What we can and must do is seek God in everything we do, and think, and the whole of our being.  The characteristics that Christ describes in the Beatitudes, all of those are summed up in becoming like Christ – and we become like Him by gazing upon Him.

Not the attributes – we make a mistake I think when we focus on being meek or being merciful.  We must focus on Christ – these things will be given to us as we continue to concentrate on Him.

Fr. Alexander Schmemann in his journal entry for September 20, 1979, makes a key observation.  “Repentance,” he writes, “is not longing for righteousness, but longing for God.”  It isn’t seeking the attributes of God – that would be misguided.  It is rather seeking God, longing for Him, His presence with us.

Seek the Kingdom, Christ says, and all will be added to you.  That is, seek God, and the piety, the righteousness, the characteristics will become part of you.  Maybe without our being aware of it consciously.

Who the saints are, who we are, is the embodiment, the incarnation, of Christ present in the fallen world.  In being baptized into Christ, as the hymn says, we “put on Christ” and in so doing, we incarnate Christ and become the Kingdom of God present in the world.

Sometimes when we read about the second coming of Christ, that day we all hope and pray and long for, we forget that we are Christ in the world.  Christ is in our midst is what we say to each other – and by that, not external to us, but part of us, indwelling in us.

Christ’s return is now, in all of us.  Yes, He will still return to the earth in the same way He departed at the Ascension, but He is with us now, through the indwelling of the Holy Spirit.

Our life, our effort, our hope is to get out of the way of transformation.  We like to say that we will be transformed – but in truth, we are being transformed, today, right now.

And what we have to do is get out of the way of ourselves, and allow the Spirit of God indwelling in us to take over.

It isn’t easy – our ego wants to fight it tooth and nail.  Ego cannot live in competition with anything.  Yet, we desire Christ, we desire the Holy Spirit.  The ego must be crushed.

Believe me, and many of you know this already, crushing our ego doesn’t feel very good.  It doesn’t cause us pleasure, for sure.  It is painful.  The scripture likens it to the purification by fire – the way precious metals are purified and refined.

Such is the process we have to go through.  But brothers and sisters, we don’t have to exert any effort in this regard.  We have to endure – we must not tap out.  That is what the evil one wants – for us to tap out.

If we endure, Christ is faithful and will purify us.  In that purification, we will begin to see things as they truly are – the world, and everything and everybody in the world, as they truly are.  Fallen, but able to be restored.

Just as we are restored.  Just as we are healed.  Just as we are made whole.

As much as I would like to tell you, and myself, that the process is painless, I can’t.  Because it isn’t.  Healing is painful.  Growth is painful.

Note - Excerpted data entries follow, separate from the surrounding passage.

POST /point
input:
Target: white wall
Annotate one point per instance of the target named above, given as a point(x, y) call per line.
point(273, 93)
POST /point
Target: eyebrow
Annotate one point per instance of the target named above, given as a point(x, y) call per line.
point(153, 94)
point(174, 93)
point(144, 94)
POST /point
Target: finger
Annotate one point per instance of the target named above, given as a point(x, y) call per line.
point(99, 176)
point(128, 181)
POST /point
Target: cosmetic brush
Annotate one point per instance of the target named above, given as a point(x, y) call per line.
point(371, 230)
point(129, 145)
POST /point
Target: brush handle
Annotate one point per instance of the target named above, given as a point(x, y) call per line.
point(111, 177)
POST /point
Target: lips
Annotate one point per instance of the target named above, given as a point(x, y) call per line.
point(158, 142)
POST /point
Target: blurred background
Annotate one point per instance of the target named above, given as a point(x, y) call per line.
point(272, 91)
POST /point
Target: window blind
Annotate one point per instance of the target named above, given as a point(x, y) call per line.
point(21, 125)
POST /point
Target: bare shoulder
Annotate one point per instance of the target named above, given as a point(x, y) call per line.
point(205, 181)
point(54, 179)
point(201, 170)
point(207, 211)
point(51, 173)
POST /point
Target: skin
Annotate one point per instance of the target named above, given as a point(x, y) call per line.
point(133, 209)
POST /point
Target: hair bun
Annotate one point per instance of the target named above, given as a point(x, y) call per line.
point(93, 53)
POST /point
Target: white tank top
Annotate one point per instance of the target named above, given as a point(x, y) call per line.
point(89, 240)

And yet, through it all, we can be joyful, because as the Lord reminds us, it is comparable to giving birth – the pain of birthgiving is replaced with the utter joy of new life coming into the world.

As we continue to focus and long for God, as we continue to neglect and see our ego destroyed, we need to remind ourselves that we are giving birth to a new life, conceived in baptism and born of the Spirit of God.

And in that new birth, we are one with the saints that precede us into the Kingdom.

In the name of the Father and of the Son and of the Holy Spirit, One God.